Virtual Reality Startup Virtuix Raises $2.7M, Readies for CES Debut
A Houston startup’s dream of “taking virtual reality beyond the chair” is getting closer to reality.
Virtuix announced today it has raised $2.7 million that it will use to fund its final push to manufacture a treadmill that, when paired with an Oculus Rift virtual reality headset and currently available video game systems, will enable players to control their characters’ movements by walking, running, jumping, and turning on a platform.
The product, named the Virtuix Omni, isn’t a treadmill in the typical sense. The Omni doesn’t have a motorized belt or any moving parts, and players move at their own speed and pick the direction. Game players stand on a stationary convex platform as a harness attached to their waist holds them in place. They wear special shoes and move their feet across the platform to simulate motion.
The Omni is able to track the player’s real-world movements and translate them into commands for the player’s digital character, Virtuix founder and CEO Jan Goetgeluk says. He believes it has solved one of virtual reality’s big problems—how to convincingly simulate locomotion and physical movement through a simulated 3D world.
The goal is near complete immersion in a game through “full virtual reality,” Goetgeluk says. In the case of popular first-person shooter games like “Call of Duty,” with the Omni “you’re in the game, you become the character, you’re walking around, you’re a soldier on the battlefield.”
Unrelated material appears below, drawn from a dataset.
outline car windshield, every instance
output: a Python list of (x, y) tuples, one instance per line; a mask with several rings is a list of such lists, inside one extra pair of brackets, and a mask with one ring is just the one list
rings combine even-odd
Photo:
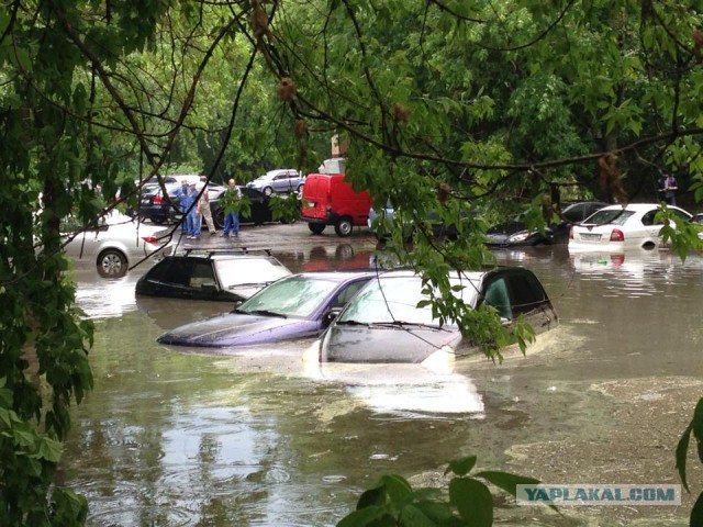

Goetgeluk says the company has already sold more than 3,500 of its Omni treadmills through pre-orders, and the new investment will be used to build and ship the treadmills to customers in the first quarter of 2015. Some of the investment also will go toward research and development for Virtuix’s future products.
Western Technology Investment and 2020 Ventures are new investors, Goetgeluk says. Radical Investments, Scout Ventures, Scentan Ventures, Tekton Ventures, and private investors reinvested in the company.
Virtuix hasn’t had trouble attracting interest from investors or potential buyers. Virtuix made its debut on Kickstarter in 2013 and raised $1.1 million in its campaign. In April, it raised a $3 million seed round that included an investment from Mark Cuban. The company says it’s raised a total of $7 million.
More than 3,500 Omnis have been preordered. Delivering them to customers has been a challenge, Goetgeluk admits, but that’s a fact of life when developing hardware.
“Bringing hardware to market is hard,” Goetgeluk says. “People underestimate how hard it is to make something, even just to make the machines to make the machines is incredibly hard. So it took us a long time to get to this point when we can start shipping.”
Like many hardware startups that raise money through Kickstarter, Virtuix was optimistic in its belief it could start delivering products within six months. It’s taken a bit less than two years, which Goetgeluk says is the usual length of time hardware startups need to have a consumer-ready product.
But now Virtuix is almost there. The first production run should start soon, and in January the company is heading to Las Vegas for the Consumer Electronics Show to show of the Omni to the public, press, and the industry.
“We’re closer than ever. It’s coming together very nicely, and the product is going to be very nice,” he says.
The treadmills will cost $499, and Goetgeluk says that price is possible because the Omni has no moving parts. The company’s also worked hard to get good deals from its suppliers and manufacturers in China. Goetgeluk says the numbers work out so that the price will lead to nice returns for the company while being low enough that it will be hard for potential competitors to undercut it.
Along with the round, Goetgeluk says the company now is working with advisers Kai Huang and Mike Griffith. Each had a role in creating some of the video game industry’s biggest hits.
Huang co-founded and was CEO of RedOctane, which developed the video game “Guitar Hero” in the mid-2000s. Goetgeluk says Virtuix now is a bit like RedOctane was when it was creating “Guitar Hero.” That game featured a unique controller that simulated a guitar, and it needed to successfully integrate hardware and software, Goetgeluk says.
RedOctane also started out as a small, bootstrapped startup that specialized in making video game controllers before going on to create a franchise that would reportedly account for $2 billion in sales. Goetgeluk believes Huang will help Virtuix understand how to “scale the business and build a mass market entertainment brand.”
Griffith is the vice chairman and former CEO of Activision Publishing, one of the biggest video game companies. In addition to “Guitar Hero,” the company owns the blockbuster “Call of Duty” franchise, which has earned it billions of dollars.
Virtuix will rely on Griffith’s expertise as it comes to understand what types of games work best with its products and to find the “killer app” for its technology, Goetgeluk says.